Awalnya, ia hanya sekembang bunga putih nan langu, yang serbuk benang sarinya terjatuh pada putik karena kepakkan sayap kumbang. Selang beberapa hari, sang kelopak layu dan jatuh, meninggalkan bakal biji dengan putik mengering.
Hari demi hari berlalu, Si Bakal Biji mulai tumbuh, mulanya hanya bulatan kecil yang tak dipedulikan, hingga perjalanan waktu merubahnya menjadi tumbuh mengembang puluhan kali lebih besar. Warnanya pun berangsur mulai berganti, hijau muda menjadi hijau tua, hijau tua menjadi kekuningan, kekuningan menjadi jingga, kemudian jingga menjadi merah merekah.
Mana kala Sang Biji telah pantas disebut buah dan bahkan telah siap dipanen. Kemudian dalam radius kiloan meter, Si Mata Beringas menyala-nyala mendapat radar dari keranuman kulit buah yang memerah. Sambil menunggu malam, Si Mata Beringas nan bermulut runcing mengendap-endap menyelinap, berloncatan dari dahan-dahan ke ranting-ranting hingga sampailah Si Mata Beringas itu pada pokok pohon Si Buah berada.
Malam telah bersambang di tempat Si Buah berada, dengan segala kesigapan dan kemampuan yang sangat berpengalaman, Si Mata Beringas menerkam si buah. Dalam sekejap saja, kulit buah yang merekah itu mengelupas, tercampakkan di antara reruntuhan daun, sedangkan dua bijinya yang sangat mulia bagai berlian itu tertelan dalam-dalam, merosot jatuh di lambung Si Mata Beringas, dan terpisah dengan Sang Kembaran.
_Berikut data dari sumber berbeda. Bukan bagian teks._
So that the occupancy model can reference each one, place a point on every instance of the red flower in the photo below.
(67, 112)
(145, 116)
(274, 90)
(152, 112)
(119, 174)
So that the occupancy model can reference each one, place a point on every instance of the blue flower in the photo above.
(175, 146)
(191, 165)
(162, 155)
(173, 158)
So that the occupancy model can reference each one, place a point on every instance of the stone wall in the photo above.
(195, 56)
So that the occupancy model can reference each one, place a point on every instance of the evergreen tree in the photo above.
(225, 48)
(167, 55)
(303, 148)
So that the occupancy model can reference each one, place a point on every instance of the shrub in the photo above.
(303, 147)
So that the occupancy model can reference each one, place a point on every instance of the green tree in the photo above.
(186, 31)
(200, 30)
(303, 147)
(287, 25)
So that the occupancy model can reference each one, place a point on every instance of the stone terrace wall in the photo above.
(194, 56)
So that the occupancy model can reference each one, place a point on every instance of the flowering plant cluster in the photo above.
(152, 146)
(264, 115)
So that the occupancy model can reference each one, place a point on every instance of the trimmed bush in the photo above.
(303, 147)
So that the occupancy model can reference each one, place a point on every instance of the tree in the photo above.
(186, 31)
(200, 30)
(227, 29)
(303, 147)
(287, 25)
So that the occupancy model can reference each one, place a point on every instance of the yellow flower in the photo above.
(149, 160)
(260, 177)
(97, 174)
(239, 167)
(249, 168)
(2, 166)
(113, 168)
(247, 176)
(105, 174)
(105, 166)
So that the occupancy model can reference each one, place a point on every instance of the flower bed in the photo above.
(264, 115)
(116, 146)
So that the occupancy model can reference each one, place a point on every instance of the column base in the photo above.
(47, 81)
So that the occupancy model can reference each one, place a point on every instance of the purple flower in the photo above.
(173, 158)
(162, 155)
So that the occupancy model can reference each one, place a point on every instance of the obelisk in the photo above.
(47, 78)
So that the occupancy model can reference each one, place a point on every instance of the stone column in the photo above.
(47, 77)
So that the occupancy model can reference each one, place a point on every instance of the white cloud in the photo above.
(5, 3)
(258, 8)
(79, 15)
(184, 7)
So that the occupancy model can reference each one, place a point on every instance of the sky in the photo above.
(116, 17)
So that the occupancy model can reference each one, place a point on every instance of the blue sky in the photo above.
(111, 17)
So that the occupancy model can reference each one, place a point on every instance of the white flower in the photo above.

Si biji buah terfermentasi dalam perut si Mata Beringas, memenuh sesak bersama biji-biji lain yang sejenis tapi ia tak mengenali. Hingga dorongan yang maha dasyat, yang sangat mendesak mendorong biji-biji itu keluar dari perut Si Mata Beringas melalui jalan pembuangan.
Biji yang dulu terbungkus kulit nan ranum itu, kini terbungkus sesuatu yang ia sendiri tak mengerti pembungkus macam apa yang membalutnya bersama biji-biji yang lain itu.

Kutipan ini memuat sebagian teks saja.